Только десять метров отделяли его от предполагаемой жертвы, и Серафен мог во всех деталях разглядеть ее прелестную фигурку. Одной рукой Мари держалась за железную арку, и на ее указательном пальце блестело колечко с голубым камушком — под цвет ее глаз. Вот Серафен уже в нескольких шагах от нее, он видит ее сочные губы, тонкие пальцы, уцепившиеся за кованое кружево, и сверкающий камень, в гранях которого играло солнце, камень притягивал его, точно зеркало жаворонка.

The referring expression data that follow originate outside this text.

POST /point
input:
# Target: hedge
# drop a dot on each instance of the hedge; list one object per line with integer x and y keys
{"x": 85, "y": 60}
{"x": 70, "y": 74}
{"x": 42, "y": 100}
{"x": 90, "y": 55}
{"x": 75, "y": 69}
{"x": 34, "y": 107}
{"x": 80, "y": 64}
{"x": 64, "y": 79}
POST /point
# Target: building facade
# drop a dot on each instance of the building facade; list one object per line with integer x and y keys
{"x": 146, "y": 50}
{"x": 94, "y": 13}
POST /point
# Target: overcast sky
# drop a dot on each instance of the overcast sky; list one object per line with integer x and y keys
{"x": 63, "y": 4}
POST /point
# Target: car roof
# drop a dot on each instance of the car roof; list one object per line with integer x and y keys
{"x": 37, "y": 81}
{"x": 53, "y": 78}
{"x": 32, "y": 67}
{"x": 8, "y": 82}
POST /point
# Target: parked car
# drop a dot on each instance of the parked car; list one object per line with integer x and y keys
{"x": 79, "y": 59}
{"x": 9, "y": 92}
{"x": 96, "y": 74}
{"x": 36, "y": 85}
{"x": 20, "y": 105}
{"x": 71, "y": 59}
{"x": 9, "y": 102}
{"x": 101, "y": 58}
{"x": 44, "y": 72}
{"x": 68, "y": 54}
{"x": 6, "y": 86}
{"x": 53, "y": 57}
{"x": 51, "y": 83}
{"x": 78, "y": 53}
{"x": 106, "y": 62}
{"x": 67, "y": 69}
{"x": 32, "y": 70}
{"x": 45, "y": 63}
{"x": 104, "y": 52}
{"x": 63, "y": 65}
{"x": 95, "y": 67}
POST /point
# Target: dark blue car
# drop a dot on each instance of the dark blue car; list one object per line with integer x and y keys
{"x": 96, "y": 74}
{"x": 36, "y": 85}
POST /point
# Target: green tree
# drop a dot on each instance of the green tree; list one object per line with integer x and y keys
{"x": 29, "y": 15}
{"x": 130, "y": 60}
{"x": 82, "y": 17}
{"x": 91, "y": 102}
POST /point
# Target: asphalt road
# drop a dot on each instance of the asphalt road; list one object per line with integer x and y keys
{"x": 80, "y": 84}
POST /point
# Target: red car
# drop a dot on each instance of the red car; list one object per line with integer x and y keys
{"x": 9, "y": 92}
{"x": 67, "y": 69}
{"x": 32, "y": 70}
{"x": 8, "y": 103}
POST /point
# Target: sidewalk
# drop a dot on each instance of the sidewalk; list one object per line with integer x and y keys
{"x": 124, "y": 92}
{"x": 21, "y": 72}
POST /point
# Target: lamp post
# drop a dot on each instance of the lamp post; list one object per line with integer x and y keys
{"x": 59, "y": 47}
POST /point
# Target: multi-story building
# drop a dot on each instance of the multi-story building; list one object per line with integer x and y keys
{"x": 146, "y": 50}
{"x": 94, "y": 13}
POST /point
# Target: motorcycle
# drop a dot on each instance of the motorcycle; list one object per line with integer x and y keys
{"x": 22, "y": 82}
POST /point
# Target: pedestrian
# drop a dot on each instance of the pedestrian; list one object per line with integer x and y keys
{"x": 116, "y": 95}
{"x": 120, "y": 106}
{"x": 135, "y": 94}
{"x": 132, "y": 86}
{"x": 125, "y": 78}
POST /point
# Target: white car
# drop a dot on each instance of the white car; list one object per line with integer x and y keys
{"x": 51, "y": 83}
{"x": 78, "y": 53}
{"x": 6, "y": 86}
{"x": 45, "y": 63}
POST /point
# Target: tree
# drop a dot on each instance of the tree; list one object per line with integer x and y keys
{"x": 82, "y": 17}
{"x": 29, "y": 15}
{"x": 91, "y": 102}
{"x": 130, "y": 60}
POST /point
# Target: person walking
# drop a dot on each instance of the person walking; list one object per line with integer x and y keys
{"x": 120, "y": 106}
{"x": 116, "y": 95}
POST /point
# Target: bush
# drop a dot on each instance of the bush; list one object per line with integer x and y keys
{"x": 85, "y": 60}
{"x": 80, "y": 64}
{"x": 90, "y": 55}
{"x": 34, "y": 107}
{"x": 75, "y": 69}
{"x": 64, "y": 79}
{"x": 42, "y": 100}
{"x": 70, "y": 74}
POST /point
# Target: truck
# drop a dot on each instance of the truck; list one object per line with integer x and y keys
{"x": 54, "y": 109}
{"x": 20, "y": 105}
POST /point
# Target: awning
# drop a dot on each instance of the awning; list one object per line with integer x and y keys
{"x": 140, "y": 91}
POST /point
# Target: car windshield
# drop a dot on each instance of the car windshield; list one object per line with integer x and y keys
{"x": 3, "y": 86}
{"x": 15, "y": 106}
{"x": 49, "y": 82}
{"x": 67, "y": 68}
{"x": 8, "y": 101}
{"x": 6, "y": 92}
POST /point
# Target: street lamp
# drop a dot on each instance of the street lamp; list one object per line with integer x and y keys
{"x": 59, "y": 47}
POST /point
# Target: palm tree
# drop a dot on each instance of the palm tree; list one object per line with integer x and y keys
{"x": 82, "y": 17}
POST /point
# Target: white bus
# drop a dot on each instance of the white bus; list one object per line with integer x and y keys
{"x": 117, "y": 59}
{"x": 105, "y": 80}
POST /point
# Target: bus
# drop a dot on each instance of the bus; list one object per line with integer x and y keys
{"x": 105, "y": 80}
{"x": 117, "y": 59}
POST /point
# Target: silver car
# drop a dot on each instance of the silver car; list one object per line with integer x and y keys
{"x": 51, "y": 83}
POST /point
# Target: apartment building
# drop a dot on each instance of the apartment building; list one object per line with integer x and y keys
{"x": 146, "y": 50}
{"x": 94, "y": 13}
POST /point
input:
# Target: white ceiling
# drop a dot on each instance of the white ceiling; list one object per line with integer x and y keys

Серафен инстинктивно зажмурился — он не хотел, чтобы ему в память навечно врезался доверчивый взгляд Мари.

Внезапно воздух вокруг него сгустился и заколебался, как бывает при землетрясении. Серафену показалось, будто он слышит — и он в самом деле услышал — сухой шорох опавших листьев, словно зыбь пробежала по поверхности заброшенного бассейна. Призрачная фигура его матери поднялась откуда-то из груды обломков, оставшихся от ящиков, где когда-то хранилось мыло. Она повернулась к Серафену, прошла сквозь Мари и сквозь него. В смятении Серафен уступил ей дорогу. Ее лицо походило на то, которое он когда-то видел во сне и которое, возможно, никогда не было ее лицом, его застывшие черты казались разочарованными — такое выражение он часто видел у погибших на войне. Ее правое плечо склонилось под тяжестью невидимого ведра, а левая рука — словно для сохранения равновесия — чуть отставлена в сторону, несчетно раз, должно быть, хаживала она так по этой, такой зримой и материальной тропинке, между колодцем и домом. Мелкими шажками прошла она к ферме и точно в том месте, где раньше находилась дверь, переступила невидимый порог и исчезла в своей призрачной кухне.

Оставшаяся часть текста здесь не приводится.